“Every man, I daresay, has his own notion of what constitutes perfect peace and contentment, but all of those notions, despite the fundamental conflict of the sexes, revolve around women. As for me–and I hope I may be pardoned, at this late stage in my inquiry, for intruding my own personality–I reject the two commonest of them: passion, at least in its more adventurous and melodramatic aspects, is too exciting and alarming for so indolent a man, and I am too egoistic to have much desire to be mothered. What, then, remains for me? Let me try to describe it to you.

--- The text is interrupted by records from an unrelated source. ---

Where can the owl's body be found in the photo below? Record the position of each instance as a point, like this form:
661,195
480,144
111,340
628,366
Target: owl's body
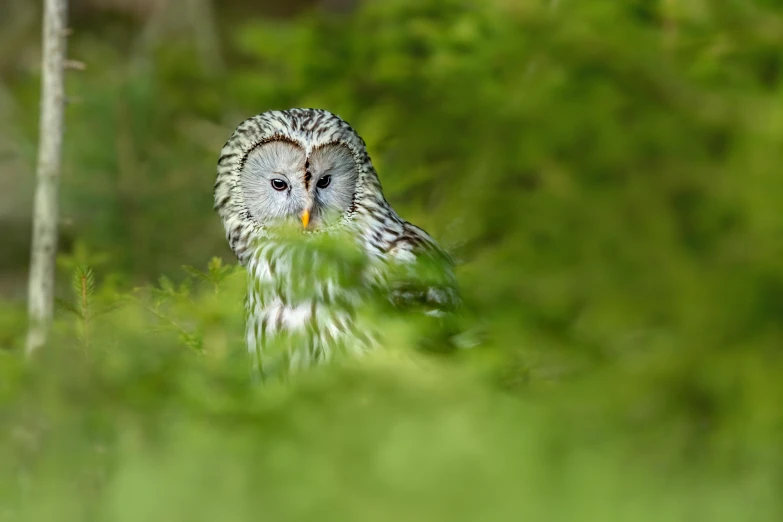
304,303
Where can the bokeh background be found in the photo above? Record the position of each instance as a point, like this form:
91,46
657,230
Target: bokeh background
606,174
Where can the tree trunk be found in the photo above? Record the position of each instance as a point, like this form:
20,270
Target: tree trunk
45,204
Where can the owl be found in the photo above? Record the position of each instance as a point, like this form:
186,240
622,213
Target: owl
287,181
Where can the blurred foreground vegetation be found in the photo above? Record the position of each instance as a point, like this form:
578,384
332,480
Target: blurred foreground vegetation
606,173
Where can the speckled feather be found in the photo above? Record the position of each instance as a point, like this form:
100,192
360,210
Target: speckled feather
314,326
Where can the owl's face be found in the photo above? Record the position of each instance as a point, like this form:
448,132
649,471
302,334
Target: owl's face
281,183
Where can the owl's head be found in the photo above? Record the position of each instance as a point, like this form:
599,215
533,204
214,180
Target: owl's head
281,180
303,166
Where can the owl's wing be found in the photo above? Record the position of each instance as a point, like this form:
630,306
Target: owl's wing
421,274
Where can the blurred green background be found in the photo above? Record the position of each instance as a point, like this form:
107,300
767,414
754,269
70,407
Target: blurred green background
606,173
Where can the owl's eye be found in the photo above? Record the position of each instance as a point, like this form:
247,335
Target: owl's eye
279,184
324,182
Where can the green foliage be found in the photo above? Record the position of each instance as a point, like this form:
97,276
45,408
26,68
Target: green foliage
606,175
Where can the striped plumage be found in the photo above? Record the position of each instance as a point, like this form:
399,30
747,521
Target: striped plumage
302,302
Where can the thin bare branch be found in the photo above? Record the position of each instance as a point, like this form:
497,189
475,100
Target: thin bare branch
46,202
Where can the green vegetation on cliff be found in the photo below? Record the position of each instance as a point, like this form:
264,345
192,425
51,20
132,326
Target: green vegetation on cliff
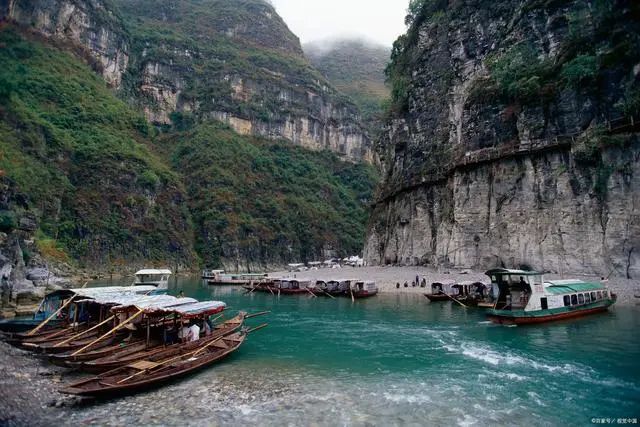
105,188
205,47
267,201
80,160
356,68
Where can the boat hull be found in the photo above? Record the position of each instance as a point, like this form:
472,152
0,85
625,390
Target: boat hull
521,317
114,383
437,297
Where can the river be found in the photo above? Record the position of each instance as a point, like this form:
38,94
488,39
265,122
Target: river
396,360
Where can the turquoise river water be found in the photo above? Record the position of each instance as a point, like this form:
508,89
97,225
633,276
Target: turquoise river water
396,360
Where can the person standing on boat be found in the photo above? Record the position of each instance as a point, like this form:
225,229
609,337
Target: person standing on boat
185,332
194,332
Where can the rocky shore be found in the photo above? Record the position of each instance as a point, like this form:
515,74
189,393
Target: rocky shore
28,385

“It is the close of a busy and vexatious day–say half past five or six o’clock of a winter afternoon. I have had a cocktail or two, and am stretched out on a divan in front of a fire, smoking. At the edge of the divan, close enough for me to reach her with my hand, sits a woman not too young, but still good-looking and well-dressed–above all, a woman with a soft, low-pitched, agreeable voice. As I snooze she talks–of anything, everything, all the things that women talk of: books, music, the play, men, other women. No politics. No business. No religion. No metaphysics. Nothing challenging and vexatious–but remember, she is intelligent; what she says is clearly expressed, and often picturesquely. I observe the fine sheen of her hair, the pretty cut of her frock, the glint of her white teeth, the arch of her eye-brow, the graceful curve of her arm. I listen to the exquisite murmur of her voice. Gradually I fall asleep–but only for an instant. At once, observing it, she raises her voice ever so little, and I am awake. Then to sleep again–slowly and charmingly down that slippery hill of dreams. And then awake again, and then asleep again, and so on.

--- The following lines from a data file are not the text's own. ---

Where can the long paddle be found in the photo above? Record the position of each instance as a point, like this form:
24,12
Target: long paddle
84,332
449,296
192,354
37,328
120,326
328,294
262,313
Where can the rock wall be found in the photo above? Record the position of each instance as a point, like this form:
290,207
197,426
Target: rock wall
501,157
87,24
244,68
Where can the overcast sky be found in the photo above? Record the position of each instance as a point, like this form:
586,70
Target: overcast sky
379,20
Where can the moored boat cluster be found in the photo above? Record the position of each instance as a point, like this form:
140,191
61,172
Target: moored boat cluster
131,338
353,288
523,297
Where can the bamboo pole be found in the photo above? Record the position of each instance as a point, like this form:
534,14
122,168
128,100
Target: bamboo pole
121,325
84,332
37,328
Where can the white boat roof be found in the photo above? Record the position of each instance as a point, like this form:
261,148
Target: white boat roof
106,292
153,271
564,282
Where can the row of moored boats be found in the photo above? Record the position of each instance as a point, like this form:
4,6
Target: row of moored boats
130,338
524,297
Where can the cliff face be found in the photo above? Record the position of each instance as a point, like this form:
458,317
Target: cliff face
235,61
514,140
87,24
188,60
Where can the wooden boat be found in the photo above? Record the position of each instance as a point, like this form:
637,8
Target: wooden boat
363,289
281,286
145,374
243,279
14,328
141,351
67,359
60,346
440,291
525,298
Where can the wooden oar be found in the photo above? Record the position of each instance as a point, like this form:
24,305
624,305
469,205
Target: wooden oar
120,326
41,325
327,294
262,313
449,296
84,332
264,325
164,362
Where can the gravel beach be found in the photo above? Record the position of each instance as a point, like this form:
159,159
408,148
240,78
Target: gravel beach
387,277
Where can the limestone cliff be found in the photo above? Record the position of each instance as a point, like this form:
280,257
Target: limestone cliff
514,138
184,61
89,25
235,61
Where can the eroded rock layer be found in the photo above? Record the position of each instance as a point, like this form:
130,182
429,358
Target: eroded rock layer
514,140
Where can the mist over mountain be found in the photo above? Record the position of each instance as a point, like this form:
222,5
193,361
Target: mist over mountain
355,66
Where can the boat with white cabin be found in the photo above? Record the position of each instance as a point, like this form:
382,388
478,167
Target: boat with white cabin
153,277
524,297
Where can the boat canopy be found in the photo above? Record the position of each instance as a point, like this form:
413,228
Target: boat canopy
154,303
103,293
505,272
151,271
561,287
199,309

“I ask you seriously: could anything be more unutterably beautiful? The sensation of falling asleep is to me the most exquisite in the world. I delight in it so much that I even look forward to death itself with a sneaking wonder and desire. Well, here is sleep poetized and made doubly sweet. Here is sleep set to the finest music in the world. I match this situation against any that you can think of. It is not only enchanting; it is also, in a very true sense, ennobling. In the end, when the girl grows prettily miffed and throws me out, I return to my sorrows somehow purged and glorified. I am a better man in my own sight. I have grazed upon the fields of asphodel. I have been genuinely, completely and unregrettably happy.”